I should admit that I take great offense to my clients and their lack of understanding that ideal weather should not be taken for granted. In spite of my desire to let everyone live their own lives as they see fit, I choose to make some exceptions and ignoring ideal summer weather is one of them. I was walking the shore path this summer on a particularly delightful summer day, I believe it was in mid July, and my affliction is that I cannot just walk for the sake of a walk. I walk the path and look at the houses. I look at the boats. My feet are trudging onward but my mind is stopping at each house contemplating whatever I feel like contemplating.
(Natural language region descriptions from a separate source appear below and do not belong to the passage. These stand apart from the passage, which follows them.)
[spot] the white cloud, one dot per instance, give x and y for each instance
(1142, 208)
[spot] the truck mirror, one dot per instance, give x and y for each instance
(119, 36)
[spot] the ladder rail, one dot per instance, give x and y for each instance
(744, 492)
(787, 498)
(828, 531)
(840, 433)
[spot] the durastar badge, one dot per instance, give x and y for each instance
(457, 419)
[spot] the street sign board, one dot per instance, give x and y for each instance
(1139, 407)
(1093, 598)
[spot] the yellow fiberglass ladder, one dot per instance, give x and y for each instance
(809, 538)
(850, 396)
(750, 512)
In many instances, the homes I’m passing are homes I’ve sold, and I pay special attention to those homes and their occupancy status.
On that delightful summer Sunday, I walked past several lakefront homes that I had previously sold, perhaps as many as 10 lakefronts in this two mile stretch of water. One of my clients was on his pier with his family, so I stepped out and talked about his new boat. What a boat it was. He was happy to be there on his pier, his family swimming and lounging, soaking in the luxury of a lakefront afternoon. It was good to see him, and to see him enjoying this place. But my wife was irritated that I was talking for so long, and so we hurried from the pier and back to the path. Alas, another home a few doors down was one I had sold just this year, so I took care to look around for the owner. I looked. And I looked. And I looked some more.
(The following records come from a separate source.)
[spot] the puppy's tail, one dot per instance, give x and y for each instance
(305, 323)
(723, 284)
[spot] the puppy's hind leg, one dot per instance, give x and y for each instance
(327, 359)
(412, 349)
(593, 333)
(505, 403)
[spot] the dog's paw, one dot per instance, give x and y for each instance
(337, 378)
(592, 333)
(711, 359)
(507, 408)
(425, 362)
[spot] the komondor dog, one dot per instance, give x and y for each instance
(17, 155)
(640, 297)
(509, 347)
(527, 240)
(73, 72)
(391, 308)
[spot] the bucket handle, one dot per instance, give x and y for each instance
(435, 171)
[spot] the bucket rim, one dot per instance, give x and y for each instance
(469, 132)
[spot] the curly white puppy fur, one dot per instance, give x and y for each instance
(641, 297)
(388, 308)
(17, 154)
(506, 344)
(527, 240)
The owner was absent. His boats were nestled in their slips. His pool was, presumably, warm. The lawn looked right, the deck furniture impeccable, the property ready to host the weary. And yet, it was a ghost town. A normal person would just keep walking, content that perhaps the owner was inside napping, or maybe stuck in the city for a wedding or a funeral or a birthday party. But I sent the text anyway “You up?”, which in my parlance does not mean what it means to the younger generations. My client was not up, he explained, and was, instead, away for the weekend to some lesser-than location. He’d be up next weekend, he assured.
The next weekend was rainy. And the weekend after that was the first weekend in August, which meant the TV commercials were about going back to school and football. Once that happens, it might as well be October. Two weeks after that the kids were indeed back in school, and the only hope then was for Labor Day Weekend, which was a smashing success, in spite of a relatively miserable Saturday. That one weekend in July wasn’t everything, but man, it was something.
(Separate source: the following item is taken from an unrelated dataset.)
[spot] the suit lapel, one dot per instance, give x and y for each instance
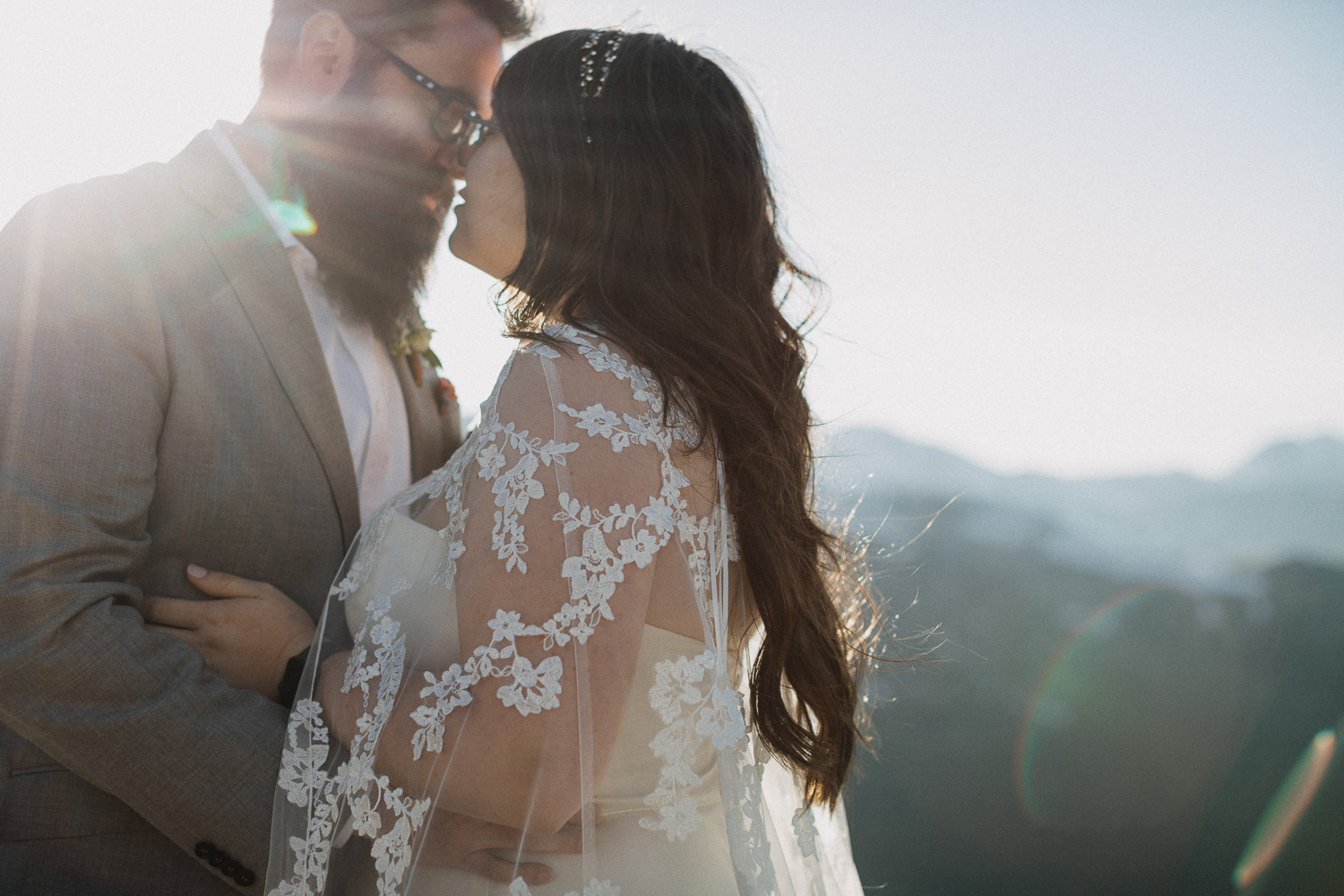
(263, 282)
And that brings us to our goals for fall and how forecasts matter. This weekend it’s supposed to be warm and sunny, just like last weekend. Yet so many lake-house owners will be absent from the lake, for one reason or many others. I would like to suggest that your schedule matters little when it comes to a weekend at the lake. You can’t make it up this weekend because of Nanna’s birthday party on Sunday? This is a dilemma, but if Nanna is showing some signs of good health you might as well FaceTime her and let her know that you miss her and that you can’t wait to see her again soon, just as soon as your boat is taken from your slip and your pier is dismantled for the winter. Until then, these last few weeks of summer waits for no one, including Nanna. I’m sure she’ll understand.